Glimpses of Mauritian History
‘Quoi que vous fassiez, vous ne réussirez pas à empêcher qu’une race qui forme les 5/7ième de notre population, ne finisse par avoir une majorité écrasante sous le système électif. Vous pourrez retarder son avènement, mais vous n’empêcherez pas sa suprématie de s’exprimer tôt ou tard.’
— C. Antelme, speech on franchise Commission
Politics in our days has become an integral part of the life of the people. An election is looked upon with unusual excitement and claims as much attention as any popular sport. It is interesting to consider the fact that the people have reached such a political maturity as to enable them to take an active part in elections when this institution has been granted to our colony only seventy years ago. The elective principle, by the exertions of the reformers, William Newton, Lois Raoul, O. Beaujeard and by the open sympathy and support of Governor John Pope Hennessy was introduced in the Council in 1885.
In the same year sat an electoral commission in order to study the question as to whom should be granted the right to vote. During the sittings of this Commission the reformers divided themselves into two camps, one in favour of a franchise based on property qualification and other restrictions and the other being more democratic. One thing which appears rather strange is that the man to whom we owe the Constitution of 1885 more than to anybody else — William Newton posed as a Conservative to his own undoing while Celicourt Antelme who had opposed constitutional reform out and out was for a more liberal franchise.
Celicourt Antelme put to his colleagues who were sitting on the electoral commission the rather embarrassing question: “Quel est celui qui aurait pu dire aux créoles avec conviction: Celui d’entre vous qui possède cinq mille roupies est digne de voter, tandis que celui qui ne possède que quatre mille cinq cent roupies est indigne du droit de vote; celui d’entre vous qui a un salaire de Rs 80 par mois est digne de voter, mais celui qui ne gagne que Rs 70 à 75 en est indigne?”
The franchise, proposed by Dr Onesiplio Beaujeard and supported by Celicourt Antelme, was rejected by the electoral commission. C. Antelme, Dr Beaujeard, N. Sakir, E. Sandapa and C.E. Thomy Pitot then sent to the Secretary of State a petition in which they formulated their dissent. Their case was considered strong by the Secretary of State who granted the franchise which they demanded.
The first elections were held on the 11th January 1886 in Port-Louis where the total number of voters were 1986. The Capital was the only district where two candidates were to be elected. The first elected members were Dr O. Beaujeard, who came out with 941 votes, and Gustave de Coriolis with 879. The tragedy of this election lay in the fact that William Newton was not elected.
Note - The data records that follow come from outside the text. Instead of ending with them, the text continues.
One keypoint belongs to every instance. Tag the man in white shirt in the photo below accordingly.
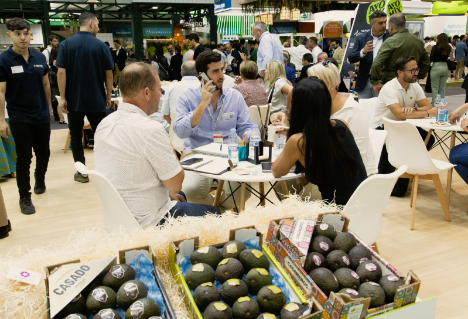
(189, 80)
(296, 53)
(135, 153)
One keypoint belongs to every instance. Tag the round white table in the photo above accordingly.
(450, 132)
(261, 178)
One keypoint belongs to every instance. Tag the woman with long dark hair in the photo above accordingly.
(440, 55)
(323, 150)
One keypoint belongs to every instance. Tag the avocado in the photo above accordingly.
(322, 245)
(199, 274)
(374, 291)
(206, 255)
(205, 294)
(256, 279)
(350, 292)
(327, 230)
(337, 259)
(232, 290)
(118, 275)
(369, 271)
(313, 261)
(390, 284)
(347, 278)
(245, 307)
(233, 248)
(325, 280)
(292, 310)
(357, 255)
(271, 299)
(229, 268)
(217, 310)
(100, 298)
(253, 258)
(130, 292)
(344, 242)
(107, 314)
(143, 309)
(77, 306)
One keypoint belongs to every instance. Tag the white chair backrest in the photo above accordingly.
(367, 204)
(114, 210)
(406, 147)
(377, 138)
(177, 142)
(369, 107)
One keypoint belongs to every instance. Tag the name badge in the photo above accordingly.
(218, 137)
(17, 69)
(228, 116)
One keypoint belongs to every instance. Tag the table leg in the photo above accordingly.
(219, 191)
(262, 193)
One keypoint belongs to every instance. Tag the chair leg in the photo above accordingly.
(440, 193)
(413, 204)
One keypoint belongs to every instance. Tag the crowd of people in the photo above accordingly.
(325, 128)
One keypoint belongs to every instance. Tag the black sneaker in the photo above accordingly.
(82, 178)
(26, 206)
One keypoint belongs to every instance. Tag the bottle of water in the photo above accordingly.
(255, 138)
(233, 147)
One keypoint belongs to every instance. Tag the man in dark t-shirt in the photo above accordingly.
(24, 86)
(85, 82)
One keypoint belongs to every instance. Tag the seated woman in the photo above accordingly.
(322, 149)
(344, 107)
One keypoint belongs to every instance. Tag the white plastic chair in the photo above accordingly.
(367, 204)
(406, 147)
(114, 210)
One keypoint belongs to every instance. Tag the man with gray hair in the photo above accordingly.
(172, 92)
(400, 44)
(270, 47)
(365, 50)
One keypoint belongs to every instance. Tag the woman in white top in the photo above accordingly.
(280, 89)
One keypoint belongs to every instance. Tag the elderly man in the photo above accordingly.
(135, 153)
(270, 47)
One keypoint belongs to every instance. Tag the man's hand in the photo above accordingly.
(4, 129)
(368, 47)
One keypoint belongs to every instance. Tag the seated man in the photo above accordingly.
(201, 115)
(135, 154)
(397, 101)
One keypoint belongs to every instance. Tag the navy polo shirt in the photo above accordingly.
(25, 94)
(86, 60)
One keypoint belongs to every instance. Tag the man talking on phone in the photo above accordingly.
(365, 50)
(206, 115)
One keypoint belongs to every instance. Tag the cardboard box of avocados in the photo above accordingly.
(333, 306)
(66, 281)
(179, 250)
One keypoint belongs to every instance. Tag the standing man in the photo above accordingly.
(400, 44)
(24, 85)
(270, 48)
(120, 55)
(84, 66)
(365, 50)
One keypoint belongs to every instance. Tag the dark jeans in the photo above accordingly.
(459, 157)
(75, 124)
(189, 209)
(28, 137)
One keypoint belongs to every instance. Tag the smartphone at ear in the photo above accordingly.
(207, 79)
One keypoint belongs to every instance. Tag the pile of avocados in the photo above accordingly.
(232, 300)
(116, 289)
(336, 262)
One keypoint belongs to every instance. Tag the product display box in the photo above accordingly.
(339, 307)
(65, 281)
(182, 248)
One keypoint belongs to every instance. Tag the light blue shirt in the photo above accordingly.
(270, 48)
(234, 114)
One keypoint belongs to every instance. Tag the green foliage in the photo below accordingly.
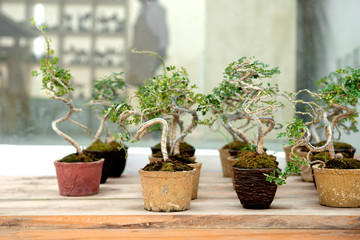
(108, 87)
(342, 88)
(156, 95)
(295, 131)
(243, 79)
(279, 177)
(250, 147)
The electors could not forget that he had tried to debar from the right of voting those who had not the elevated property qualifications for which he had stood. Besides he had stood under the Conservative banner.
In Black River, which at the time of the first elections was a separate electoral district, there were 115 electors. The elections were held on the 12th of January 1886. Geoffroy Vincent was elected with 55 votes. Celicourt Antelme, candidate for Plaines Wilhems, was elected with 407 votes out of 652 voters on the 13th of January.
Henry Leclezio came out in Moka with 137 votes out of 188 voters and C. Planel was elected for Savanne with 149 votes out of a total of 191 voters. Sir Virgil Naz came out in Grand Port with 186 votes out of 273 electors. In Flacq and Riviere du Rempart, there were 222 and 162 voters respectively. The successful candidates were Henry Adam and Edgar Antelme. The introduction of the elective principle in the Council and the elections immediately following that all-important event had one result.
The privileged community in this island could no longer shut the doors of the Council to those who were not fair skinned men. Coloured men began to organise themselves to gain access to it. In the very first elections five of them succeeded in getting themselves elected. They called themselves democrats as opposed to the oligarchs who had so far monopolised power.